LIMA, Peru — False-bottomed suitcases carried by smugglers from Peru to the United States? “Mules” who swallow condom-wrapped pellets before boarding flights?
If you are thinking cocaine, then think again.
Criminals here have a new prohibited export to rival the Andean marching powder — fake dollars.
This South American country is now thought to be the world’s top producer of counterfeit greenbacks. Some 17 percent of the false bills circulating in the United States come from Peru, one US law enforcement official told GlobalPost.

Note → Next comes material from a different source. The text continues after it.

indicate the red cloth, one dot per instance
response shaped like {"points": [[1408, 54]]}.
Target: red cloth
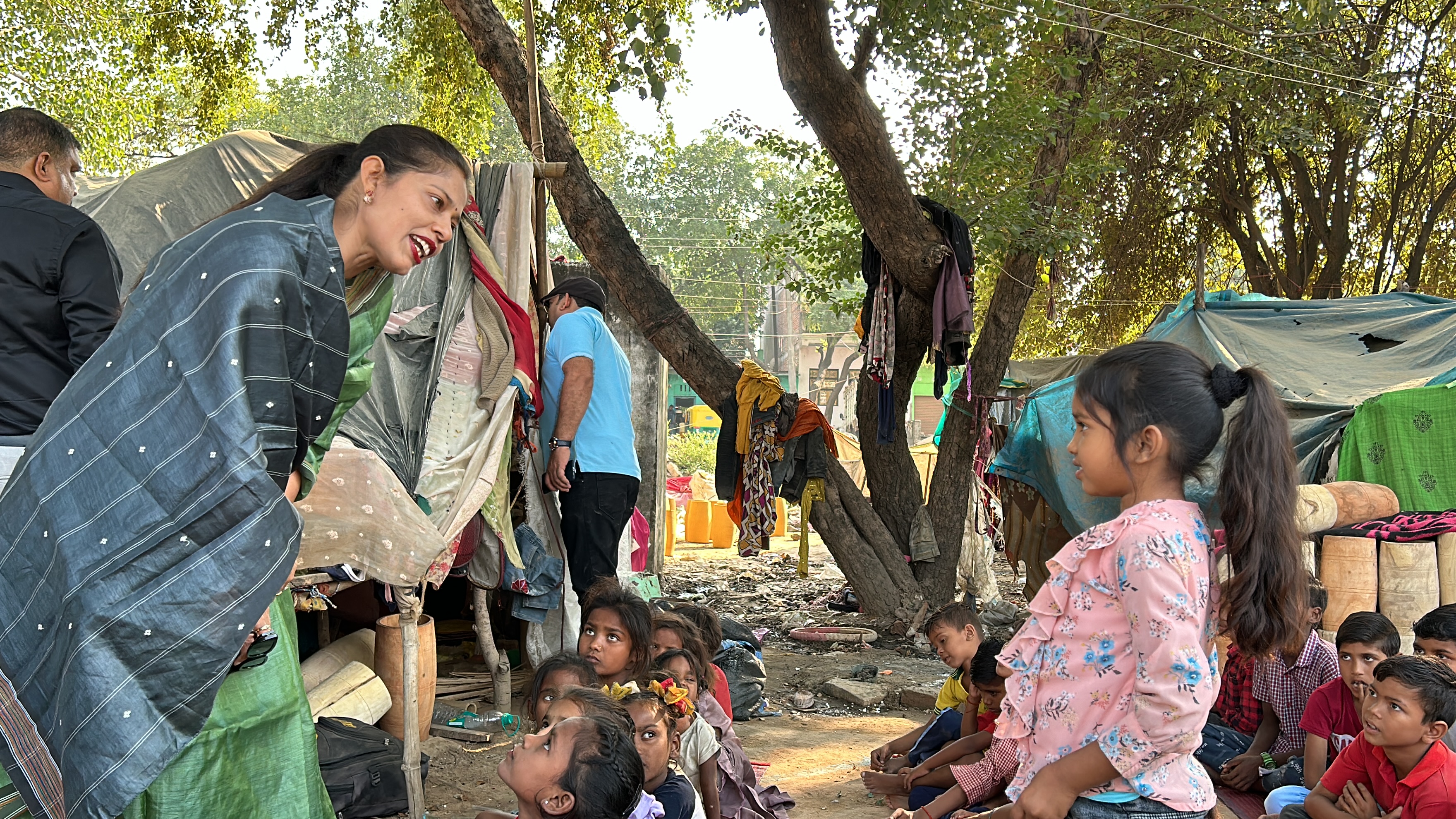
{"points": [[1237, 704], [994, 773], [1427, 790], [809, 417], [1331, 715], [721, 691], [520, 327]]}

Peruvian crooks aren't just churning out vast numbers of phony $20, $50 and $100 bills: They are also making much higher quality fakes than the false dollars produced within the US.
One of the reasons is technology. The counterfeiting gangs here use offset printers rather than photocopiers. But Peru is also home to some of the world’s most skilled counterfeiters, who employ painstaking, traditional techniques to give their bills apparent authenticity.
“They are specialists in giving it the tonality, texture, the watermark. Each of these bills goes through a rigorous process,” says Col. Segundo Portocarrero, head of the Peruvian police’s anti-fraud unit.
As he talks, Portocarrero illustrates how the gangs use a needle to pierce the bills and pull through a fake metal security thread, an extremely delicate, time-consuming task that only the steadiest, most skilled hands can pull off.